Na sentença, o juiz expressa seu desagrado com a pretensão do promotor:

"Melhor serviço público estaria prestando S.Exª., data vênia, se dedicasse tanto empenho a retirar das praças públicas a crescente população de rua que vive em condições precárias sem que os poderes públicos pareçam com isso se importar; ou, mesmo, cuidando S.Exª. de zelar pelo paisagismo urbanístico das comunidades carentes que socadas nas favelas do Estado sem as mínimas condições de dignidade humana, contribuem mesmo involuntariamente para o crescimento desordenado da cidade que se debruça em precipícios desprovidos de serviços públicos essenciais, transformando a urbe no caos que conhecemos e convivemos como meros espectadores de tragédias anunciadas.”

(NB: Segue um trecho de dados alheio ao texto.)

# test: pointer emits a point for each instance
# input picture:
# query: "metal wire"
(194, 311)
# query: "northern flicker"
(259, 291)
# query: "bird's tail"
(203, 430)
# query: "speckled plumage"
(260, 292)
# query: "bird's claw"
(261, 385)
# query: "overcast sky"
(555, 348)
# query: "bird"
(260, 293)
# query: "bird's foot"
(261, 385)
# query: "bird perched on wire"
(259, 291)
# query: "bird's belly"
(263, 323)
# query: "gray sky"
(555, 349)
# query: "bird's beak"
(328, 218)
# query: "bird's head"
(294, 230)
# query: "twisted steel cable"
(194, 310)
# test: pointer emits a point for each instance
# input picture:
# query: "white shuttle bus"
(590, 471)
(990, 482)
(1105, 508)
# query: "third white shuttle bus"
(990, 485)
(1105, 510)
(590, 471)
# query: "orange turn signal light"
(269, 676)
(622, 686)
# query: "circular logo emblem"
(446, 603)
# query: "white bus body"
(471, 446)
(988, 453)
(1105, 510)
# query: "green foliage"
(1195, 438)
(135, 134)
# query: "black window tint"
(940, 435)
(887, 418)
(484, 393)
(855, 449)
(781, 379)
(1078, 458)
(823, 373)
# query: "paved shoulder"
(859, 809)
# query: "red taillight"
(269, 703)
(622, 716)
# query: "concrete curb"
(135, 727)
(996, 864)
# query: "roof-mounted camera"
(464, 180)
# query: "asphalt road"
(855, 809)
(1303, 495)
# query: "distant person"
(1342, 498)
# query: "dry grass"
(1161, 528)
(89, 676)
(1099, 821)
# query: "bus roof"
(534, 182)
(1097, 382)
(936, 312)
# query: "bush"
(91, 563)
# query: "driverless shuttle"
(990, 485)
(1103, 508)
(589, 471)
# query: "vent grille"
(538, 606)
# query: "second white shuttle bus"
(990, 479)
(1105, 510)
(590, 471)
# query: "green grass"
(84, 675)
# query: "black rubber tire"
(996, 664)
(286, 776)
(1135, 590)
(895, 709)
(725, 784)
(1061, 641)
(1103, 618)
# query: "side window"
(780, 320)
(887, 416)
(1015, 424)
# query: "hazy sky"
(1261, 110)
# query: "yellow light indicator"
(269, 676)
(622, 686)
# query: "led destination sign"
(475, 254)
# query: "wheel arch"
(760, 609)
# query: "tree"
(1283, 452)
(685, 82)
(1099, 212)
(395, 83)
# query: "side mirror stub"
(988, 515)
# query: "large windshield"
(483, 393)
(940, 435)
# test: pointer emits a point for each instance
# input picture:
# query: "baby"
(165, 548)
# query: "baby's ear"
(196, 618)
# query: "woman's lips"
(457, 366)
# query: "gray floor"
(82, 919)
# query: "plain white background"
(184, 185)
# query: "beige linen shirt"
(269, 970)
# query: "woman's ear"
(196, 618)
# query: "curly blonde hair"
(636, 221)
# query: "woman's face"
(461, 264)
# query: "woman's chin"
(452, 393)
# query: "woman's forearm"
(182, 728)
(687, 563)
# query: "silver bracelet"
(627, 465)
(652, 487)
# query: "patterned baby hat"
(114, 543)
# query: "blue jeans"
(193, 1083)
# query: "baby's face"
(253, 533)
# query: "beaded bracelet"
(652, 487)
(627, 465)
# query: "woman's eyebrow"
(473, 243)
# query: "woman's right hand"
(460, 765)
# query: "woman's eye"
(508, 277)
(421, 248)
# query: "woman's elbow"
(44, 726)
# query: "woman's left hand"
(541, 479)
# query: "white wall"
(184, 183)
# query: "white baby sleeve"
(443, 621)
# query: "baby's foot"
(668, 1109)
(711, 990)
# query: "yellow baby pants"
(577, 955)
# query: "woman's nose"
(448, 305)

O MP recorreu da decisão ao Tribunal de Justiça. E não levou. O acórdão da 7ª Câmara Cível confirmou a decisão do magistrado do 1º grau. Existem símbolos de outras religiões em espaços públicos da cidade. Eles são cristãos, judaicos, ciganos, entre possivelmente outros. Nas palavras do relator, destacando apenas algumas linhas de seu extenso acórdão: 

“(...) a imponderada pretensão do Ministério Público, além de frontalmente contrária à Constituição Federal, ignora consequências gravíssimas para a ordem jurídica e social, atentando contra o próprio interesse da população, na medida em que a retirada dos oratórios religiosos impediria a busca e conforto espiritual em praças públicas pelos religiosos, especialmente para a população de rua, além de gerar alto custo para o erário municipal para a remoção, bem como incerteza quanto à sua destinação, com risco de danos e destruição. O Ministério Público, infelizmente, não quis se ocupar dessas questões.”

Mais adiante, aduz:

"A pretexto de defender a laicidade do Estado, o pedido autoral pretende, em verdade, impedir a liberdade religiosa em locais públicos (...)”.